Covalent Inhibition of SARS-CoV-2 RBD-ACE2 Interaction by Aptamers with Multiple Sulfur(VI) Fluoride Exchange Modifications

Qin Z, Zhu Y, Xiang Y. 

ChemRxiv. 2021

The SARS-CoV-2 spike protein uses its receptor-binding domain (RBD) to interact with the angiotensin-converting enzyme 2 (ACE2) receptor on host cells, establishing the first step of SARS-CoV-2 infection. Inhibitors of RBD-ACE2 interaction, therefore, have shown great promise in preventing SARS-CoV-2 infection.
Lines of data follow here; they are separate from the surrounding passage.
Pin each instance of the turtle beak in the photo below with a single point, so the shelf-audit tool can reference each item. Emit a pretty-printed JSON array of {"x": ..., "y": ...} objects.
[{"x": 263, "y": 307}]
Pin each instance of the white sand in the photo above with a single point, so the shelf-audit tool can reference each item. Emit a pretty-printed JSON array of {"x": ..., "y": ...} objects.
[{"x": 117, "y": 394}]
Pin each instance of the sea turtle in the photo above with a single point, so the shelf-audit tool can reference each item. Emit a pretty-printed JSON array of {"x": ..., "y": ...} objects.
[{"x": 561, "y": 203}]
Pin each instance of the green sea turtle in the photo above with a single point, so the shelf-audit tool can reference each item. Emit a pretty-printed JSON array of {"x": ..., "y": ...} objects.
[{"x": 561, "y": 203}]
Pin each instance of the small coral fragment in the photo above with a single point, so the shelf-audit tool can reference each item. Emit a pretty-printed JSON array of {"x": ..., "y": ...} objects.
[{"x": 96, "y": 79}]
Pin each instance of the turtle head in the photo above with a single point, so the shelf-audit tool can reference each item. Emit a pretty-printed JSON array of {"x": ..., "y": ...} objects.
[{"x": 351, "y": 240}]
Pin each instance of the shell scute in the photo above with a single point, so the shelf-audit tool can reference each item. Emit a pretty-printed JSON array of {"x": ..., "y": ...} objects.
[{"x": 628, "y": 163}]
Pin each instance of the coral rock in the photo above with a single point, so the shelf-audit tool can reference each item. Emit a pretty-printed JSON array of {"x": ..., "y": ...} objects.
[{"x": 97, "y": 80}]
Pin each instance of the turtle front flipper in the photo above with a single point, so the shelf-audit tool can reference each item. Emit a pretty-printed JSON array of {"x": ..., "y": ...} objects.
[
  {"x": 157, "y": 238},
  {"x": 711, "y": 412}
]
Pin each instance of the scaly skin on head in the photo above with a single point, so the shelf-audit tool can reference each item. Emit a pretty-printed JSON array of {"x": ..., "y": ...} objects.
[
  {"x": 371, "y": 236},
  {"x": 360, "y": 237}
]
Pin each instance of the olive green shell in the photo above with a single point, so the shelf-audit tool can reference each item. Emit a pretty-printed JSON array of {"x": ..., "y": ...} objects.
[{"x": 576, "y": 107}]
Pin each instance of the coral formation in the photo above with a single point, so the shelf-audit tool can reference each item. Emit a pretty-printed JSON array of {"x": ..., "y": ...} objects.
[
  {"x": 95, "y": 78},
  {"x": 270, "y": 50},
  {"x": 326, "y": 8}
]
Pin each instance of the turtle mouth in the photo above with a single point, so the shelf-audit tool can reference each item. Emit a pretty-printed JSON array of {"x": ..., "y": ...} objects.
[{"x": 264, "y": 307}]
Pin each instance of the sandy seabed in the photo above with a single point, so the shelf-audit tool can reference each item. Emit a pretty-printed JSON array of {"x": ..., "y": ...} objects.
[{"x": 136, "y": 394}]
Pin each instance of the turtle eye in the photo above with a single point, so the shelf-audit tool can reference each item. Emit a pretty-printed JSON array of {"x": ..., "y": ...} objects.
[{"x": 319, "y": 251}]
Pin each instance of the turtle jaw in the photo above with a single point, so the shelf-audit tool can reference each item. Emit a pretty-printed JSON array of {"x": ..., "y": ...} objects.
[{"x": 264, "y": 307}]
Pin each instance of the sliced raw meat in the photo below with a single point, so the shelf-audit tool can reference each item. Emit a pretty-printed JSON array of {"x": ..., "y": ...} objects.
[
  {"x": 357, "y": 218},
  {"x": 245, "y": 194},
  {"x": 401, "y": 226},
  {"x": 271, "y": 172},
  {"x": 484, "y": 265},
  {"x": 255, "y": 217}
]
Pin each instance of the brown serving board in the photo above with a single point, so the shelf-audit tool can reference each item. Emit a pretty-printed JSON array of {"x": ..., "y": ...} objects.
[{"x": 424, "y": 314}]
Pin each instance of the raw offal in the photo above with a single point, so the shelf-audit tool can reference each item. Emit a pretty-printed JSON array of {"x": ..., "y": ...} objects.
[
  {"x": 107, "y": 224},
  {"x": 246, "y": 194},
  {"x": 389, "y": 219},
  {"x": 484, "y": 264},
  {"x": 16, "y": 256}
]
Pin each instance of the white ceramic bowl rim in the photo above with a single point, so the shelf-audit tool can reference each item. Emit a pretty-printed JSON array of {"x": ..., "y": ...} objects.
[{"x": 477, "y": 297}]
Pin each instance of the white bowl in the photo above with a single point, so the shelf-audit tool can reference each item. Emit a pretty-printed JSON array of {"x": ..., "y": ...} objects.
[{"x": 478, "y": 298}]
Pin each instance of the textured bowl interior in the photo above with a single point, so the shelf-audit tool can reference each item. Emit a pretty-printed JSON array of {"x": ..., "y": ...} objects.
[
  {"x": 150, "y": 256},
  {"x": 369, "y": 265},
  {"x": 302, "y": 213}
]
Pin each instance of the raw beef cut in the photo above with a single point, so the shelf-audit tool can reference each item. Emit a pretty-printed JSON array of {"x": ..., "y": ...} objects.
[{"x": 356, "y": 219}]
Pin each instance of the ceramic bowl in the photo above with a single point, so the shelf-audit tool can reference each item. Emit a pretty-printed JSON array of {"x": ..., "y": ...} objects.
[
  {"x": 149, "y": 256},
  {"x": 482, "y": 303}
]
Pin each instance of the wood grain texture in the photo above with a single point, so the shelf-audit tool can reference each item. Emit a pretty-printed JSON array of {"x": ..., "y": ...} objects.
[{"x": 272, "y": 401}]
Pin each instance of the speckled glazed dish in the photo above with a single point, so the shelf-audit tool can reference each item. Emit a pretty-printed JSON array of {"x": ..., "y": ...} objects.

Currently known RBD-ACE2 inhibitors are all based on reversible binding and must compete with ACE2 or RBD at the equilibrium. On the other hand, covalent inhibitors, such as those based on sulfur(VI) fluoride exchange (SuFEx) chemistry, can form irreversible chemical bonds with target proteins and offer advantages including higher potency and longer duration of inhibition. Here, we report covalent aptamer inhibitors that can block RBD-ACE2 by forming covalent bonds with RBD. These covalent aptamer inhibitors were developed by equipping known RBD aptamers with multiple SuFEx (mSuFEx) modifications. The mSuFEx-aptamer 6C3-7SF underwent strong covalent bonding with RBD and some of its variants at fast rates (t1/2 = 20 ~ 29 min−1) and induced more efficient RBD-ACE2 inhibition (IC50 = 26 ~ 37 nM) than the original aptamer (IC50 > 200 nM) according to an in vitro enzyme-linked immunosorbent assay (ELISA). The covalent bond formation was highly selective to RBD over human serum albumin (HSA) and ACE2, and could occur efficiently in diluted human serum. Peptide fragmentation analyses of the RBD-6C3-7SF adducts revealed multiple sites of covalent bonding on RBD, including K378, R408, Y422, Y424, Y453, and K458. The surprising R408 suggests that context-specific non-N-terminal arginine could be a new type of targetable residue by SuFEx-based covalent inhibitors, which were never reported as reactive with any non-N-terminal arginine in target proteins. In addition, RBD R408 is responsible for binding with ACE2 N90 glycan, and this arginine is conserved in SARS-CoV-2 variants of concern or interest, suggesting that R408 could be the potential site of interest for developing SuFEx-based covalent inhibitors against threatening SARS-CoV-2 variants. Although the compatibility of mSuFEx-based covalent aptamers in cellular and in vivo systems should be further investigated, our study demonstrated the promise of mSuFEx chemistry in constructing potent covalent aptamers to inhibit important protein-protein interactions (PPIs).